The salivary glands produce saliva, sometimes known as spit, which is crucial for a healthy mouth. It softens and digests food, removes food debris from the teeth and gums, and facilitates swallowing. Saliva also has minerals like calcium and phosphate that work to strengthen teeth and prevent tooth decay.
Xerostomia, often known as dry mouth, is a condition in which there is insufficient saliva to keep the mouth moist. Everybody occasionally has dry mouth, for instance when they are anxious or agitated. But, persistent dry mouth can make it challenging to chew, swallow, and even speak. Since saliva helps keep hazardous microorganisms in check, dry mouth raises the risk of tooth decay or oral fungus infections. Ageing does not necessarily cause dry mouth. See your dentist or physician if you believe you have dry mouth to learn why.
Dry Mouth : Causes
The following are some potential reasons of dry mouth:
Some Medications’ Side Effects: The salivary glands might produce less saliva as a result of hundreds of medications. For instance, medications for depression, high blood pressure, and bladder control difficulties may induce dry mouth.
Disease: Dry mouth can be a symptom of Sjögren’s syndrome, HIV/AIDS, and diabetes.
Radiation Treatment: If the salivary glands are exposed to radiation while receiving cancer therapy, they may suffer damage.
Chemotherapy: Cancer-related medications may cause heavier saliva, which makes the mouth feel dry.
Nerve Harm: The nerves that instruct salivary glands to produce saliva might be harmed by head or neck injuries.
Dry Mouth Signs And Symptoms
- A dry, slick sensation in the mouth.
- Difficulty speaking, tasting, swallowing, or chewing.
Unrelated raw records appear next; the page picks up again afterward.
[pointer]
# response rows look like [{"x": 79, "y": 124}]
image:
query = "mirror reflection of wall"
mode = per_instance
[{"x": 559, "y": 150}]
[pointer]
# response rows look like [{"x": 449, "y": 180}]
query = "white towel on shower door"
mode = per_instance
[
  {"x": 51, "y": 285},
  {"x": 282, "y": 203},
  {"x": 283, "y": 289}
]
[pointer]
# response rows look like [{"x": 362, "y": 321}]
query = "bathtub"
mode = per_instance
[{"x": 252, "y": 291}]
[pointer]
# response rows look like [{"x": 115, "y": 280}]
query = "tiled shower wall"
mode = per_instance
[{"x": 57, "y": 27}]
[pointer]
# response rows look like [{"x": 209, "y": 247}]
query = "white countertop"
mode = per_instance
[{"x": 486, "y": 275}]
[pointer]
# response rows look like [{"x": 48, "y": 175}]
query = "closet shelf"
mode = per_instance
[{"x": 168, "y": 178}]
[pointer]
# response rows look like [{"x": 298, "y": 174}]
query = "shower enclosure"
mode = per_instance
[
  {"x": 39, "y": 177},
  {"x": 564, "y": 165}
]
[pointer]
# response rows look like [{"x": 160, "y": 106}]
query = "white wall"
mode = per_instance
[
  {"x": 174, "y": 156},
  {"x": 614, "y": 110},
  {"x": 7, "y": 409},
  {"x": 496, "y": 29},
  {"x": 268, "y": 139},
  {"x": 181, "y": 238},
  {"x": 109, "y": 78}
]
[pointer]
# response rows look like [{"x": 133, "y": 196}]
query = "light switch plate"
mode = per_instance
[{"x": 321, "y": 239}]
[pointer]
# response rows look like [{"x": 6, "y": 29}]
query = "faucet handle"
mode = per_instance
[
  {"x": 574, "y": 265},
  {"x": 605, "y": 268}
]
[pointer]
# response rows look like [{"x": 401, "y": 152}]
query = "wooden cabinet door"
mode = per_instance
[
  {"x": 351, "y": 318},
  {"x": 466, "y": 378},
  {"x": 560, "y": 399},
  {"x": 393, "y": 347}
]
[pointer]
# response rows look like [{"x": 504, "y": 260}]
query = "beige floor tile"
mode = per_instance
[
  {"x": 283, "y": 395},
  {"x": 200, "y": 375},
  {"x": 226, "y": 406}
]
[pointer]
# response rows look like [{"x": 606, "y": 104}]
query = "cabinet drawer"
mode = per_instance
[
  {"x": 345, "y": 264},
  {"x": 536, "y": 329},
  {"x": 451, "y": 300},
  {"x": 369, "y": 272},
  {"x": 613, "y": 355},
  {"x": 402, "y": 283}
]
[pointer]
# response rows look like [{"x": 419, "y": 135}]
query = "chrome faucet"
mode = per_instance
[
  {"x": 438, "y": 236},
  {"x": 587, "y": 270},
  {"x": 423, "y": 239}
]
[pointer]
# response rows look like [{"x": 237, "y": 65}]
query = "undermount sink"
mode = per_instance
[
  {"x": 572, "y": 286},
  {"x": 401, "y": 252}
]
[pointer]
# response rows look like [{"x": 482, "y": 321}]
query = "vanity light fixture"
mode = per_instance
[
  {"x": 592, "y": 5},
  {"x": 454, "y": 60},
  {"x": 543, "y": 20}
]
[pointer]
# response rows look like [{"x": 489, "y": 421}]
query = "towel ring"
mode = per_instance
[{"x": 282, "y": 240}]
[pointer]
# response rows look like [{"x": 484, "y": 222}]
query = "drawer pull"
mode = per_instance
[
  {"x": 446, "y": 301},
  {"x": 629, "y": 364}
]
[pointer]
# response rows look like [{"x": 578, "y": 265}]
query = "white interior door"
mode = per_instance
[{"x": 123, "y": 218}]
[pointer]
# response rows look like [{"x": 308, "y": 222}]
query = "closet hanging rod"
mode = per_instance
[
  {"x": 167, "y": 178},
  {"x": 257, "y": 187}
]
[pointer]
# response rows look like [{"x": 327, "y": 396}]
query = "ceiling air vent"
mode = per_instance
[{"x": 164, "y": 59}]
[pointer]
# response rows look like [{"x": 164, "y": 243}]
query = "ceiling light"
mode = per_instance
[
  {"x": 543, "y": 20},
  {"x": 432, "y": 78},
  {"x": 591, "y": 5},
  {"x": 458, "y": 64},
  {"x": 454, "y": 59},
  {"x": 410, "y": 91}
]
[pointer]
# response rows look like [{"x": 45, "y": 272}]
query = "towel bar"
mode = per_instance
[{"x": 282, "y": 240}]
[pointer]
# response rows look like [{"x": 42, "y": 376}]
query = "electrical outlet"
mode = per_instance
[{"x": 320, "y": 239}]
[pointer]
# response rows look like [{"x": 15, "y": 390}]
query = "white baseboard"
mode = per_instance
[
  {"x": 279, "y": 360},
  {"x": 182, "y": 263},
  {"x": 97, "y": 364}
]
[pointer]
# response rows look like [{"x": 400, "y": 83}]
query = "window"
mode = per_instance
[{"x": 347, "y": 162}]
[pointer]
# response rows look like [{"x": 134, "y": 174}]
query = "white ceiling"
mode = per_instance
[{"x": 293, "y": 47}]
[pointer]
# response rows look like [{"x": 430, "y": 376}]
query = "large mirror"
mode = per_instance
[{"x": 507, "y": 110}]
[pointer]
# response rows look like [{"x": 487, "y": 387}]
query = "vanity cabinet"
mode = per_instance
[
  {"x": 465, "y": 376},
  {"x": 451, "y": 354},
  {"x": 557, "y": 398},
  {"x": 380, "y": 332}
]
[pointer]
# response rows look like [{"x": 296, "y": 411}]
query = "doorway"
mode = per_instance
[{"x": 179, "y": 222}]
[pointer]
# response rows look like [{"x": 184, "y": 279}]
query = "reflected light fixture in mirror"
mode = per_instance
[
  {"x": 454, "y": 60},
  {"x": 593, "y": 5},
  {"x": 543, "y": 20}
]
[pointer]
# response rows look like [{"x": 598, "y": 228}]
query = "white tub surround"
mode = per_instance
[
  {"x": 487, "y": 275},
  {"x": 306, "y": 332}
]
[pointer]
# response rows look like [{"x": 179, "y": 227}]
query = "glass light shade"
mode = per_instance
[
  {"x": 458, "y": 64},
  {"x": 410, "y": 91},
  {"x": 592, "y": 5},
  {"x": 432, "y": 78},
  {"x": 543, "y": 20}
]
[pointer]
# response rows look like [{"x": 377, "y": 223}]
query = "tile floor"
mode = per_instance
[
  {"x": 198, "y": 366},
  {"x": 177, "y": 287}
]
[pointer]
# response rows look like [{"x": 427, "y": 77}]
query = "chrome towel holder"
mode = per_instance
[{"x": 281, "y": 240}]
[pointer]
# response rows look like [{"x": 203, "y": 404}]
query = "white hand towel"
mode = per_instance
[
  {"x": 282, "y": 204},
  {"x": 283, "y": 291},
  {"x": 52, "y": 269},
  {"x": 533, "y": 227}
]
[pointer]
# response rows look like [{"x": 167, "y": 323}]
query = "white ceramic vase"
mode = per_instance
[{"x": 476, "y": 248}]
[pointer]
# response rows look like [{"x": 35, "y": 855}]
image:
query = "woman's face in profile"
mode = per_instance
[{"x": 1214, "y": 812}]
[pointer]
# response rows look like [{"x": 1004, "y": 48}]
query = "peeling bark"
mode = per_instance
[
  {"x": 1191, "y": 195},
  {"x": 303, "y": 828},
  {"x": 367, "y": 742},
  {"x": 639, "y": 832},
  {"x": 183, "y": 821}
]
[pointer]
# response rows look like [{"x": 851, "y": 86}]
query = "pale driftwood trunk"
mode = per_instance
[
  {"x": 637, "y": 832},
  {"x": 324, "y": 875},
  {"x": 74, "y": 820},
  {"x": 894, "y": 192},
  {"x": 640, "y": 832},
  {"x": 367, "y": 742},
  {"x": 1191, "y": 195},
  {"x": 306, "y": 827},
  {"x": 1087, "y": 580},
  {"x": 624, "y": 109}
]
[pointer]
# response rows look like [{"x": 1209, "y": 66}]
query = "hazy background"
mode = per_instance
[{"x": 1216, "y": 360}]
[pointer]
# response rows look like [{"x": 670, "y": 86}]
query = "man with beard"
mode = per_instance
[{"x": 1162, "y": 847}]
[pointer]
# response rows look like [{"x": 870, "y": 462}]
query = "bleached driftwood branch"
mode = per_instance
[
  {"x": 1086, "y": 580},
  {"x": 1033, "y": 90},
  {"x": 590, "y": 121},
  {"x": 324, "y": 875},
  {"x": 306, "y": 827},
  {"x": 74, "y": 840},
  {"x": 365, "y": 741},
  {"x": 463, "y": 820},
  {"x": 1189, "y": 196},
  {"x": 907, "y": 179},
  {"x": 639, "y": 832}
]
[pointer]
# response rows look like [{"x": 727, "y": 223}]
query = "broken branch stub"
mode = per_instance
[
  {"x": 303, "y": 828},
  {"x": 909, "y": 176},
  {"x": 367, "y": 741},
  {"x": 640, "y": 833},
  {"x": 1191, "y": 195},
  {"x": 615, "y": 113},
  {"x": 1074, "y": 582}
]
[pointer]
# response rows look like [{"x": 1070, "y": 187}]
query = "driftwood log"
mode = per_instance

- An oral scorching sensation.
- Throat feels parched.
- Lips with cracks.
- A rough, dry tongue.
- Mouth ulcers.
- Infection of the mouth.
- Poor breath.
Your medical history will be examined, and your dentist or doctor will enquire about any drugs you are on. Also, he or she could advise blood testing or a saliva production test. Your healthcare professional can suggest the best course of action based on the root of your dry mouth. A doctor or dentist may suggest changing drugs, altering doses, or prescribing a saliva substitute, for instance, if the medication is producing dry mouth. You may also take care of yourself by drinking lots of water, sucking on sugarless gum, abstaining from alcohol and cigarettes, and other self-care practices to aid with dry mouth. Maintaining the health of your mouth will need both at-home oral hygiene and routine dental exams.
You may get rid of the signs of dry mouth by:
- Often sipping water or sugar-free beverages.
- Consuming water or a beverage without sugar while eating. Chewing and swallowing will be simpler as a result. Moreover, it could enhance food flavour.
- Avoiding caffeinated beverages including coffee, tea, and certain sodas. Caffeine can cause mouth dryness.
- To increase saliva production, chew sugar-free gum or suck on hard candies with citrus, cinnamon, or mint flavours.
- Certain sugar-free sweets and chewing gum include xylitol, which may guard against cavities.
- Avoiding meals that are too salty or spicy since they can make a dry mouth hurt.
- Avoiding alcohol and smoke. They make the mouth dry. If you currently smoke, you should think about stopping.
Saliva is a natural mouth lubricant and mouthwash that also aids in food digestion. Saliva also aids in the prevention of illness by controlling oral bacterial and fungal growth. Your mouth becomes dry and unpleasant when you do not produce enough saliva.
Dry mouth, also known as xerostomia, results from insufficient saliva production (spit). Healthy mouths require saliva. Salivary gland dysfunction can cause tooth decay. A scratchy throat, irritation, and difficulty swallowing are all signs of dry mouth.
Dry mouth-causing conditions that affect the salivary glands, including Sjögren’s syndrome, are often lifelong. Everyone occasionally has dry mouth. If you frequently feel like your mouth is dry, it might be time to get help.
Soft natural foods like soups, canned fruits, soft cooked/blended veggies like carrots or celery, mashed potatoes, soft-cooked pasta, oats, ice cream, pudding, and popsicles are other examples of soft meals that are beneficial for those with dry mouth.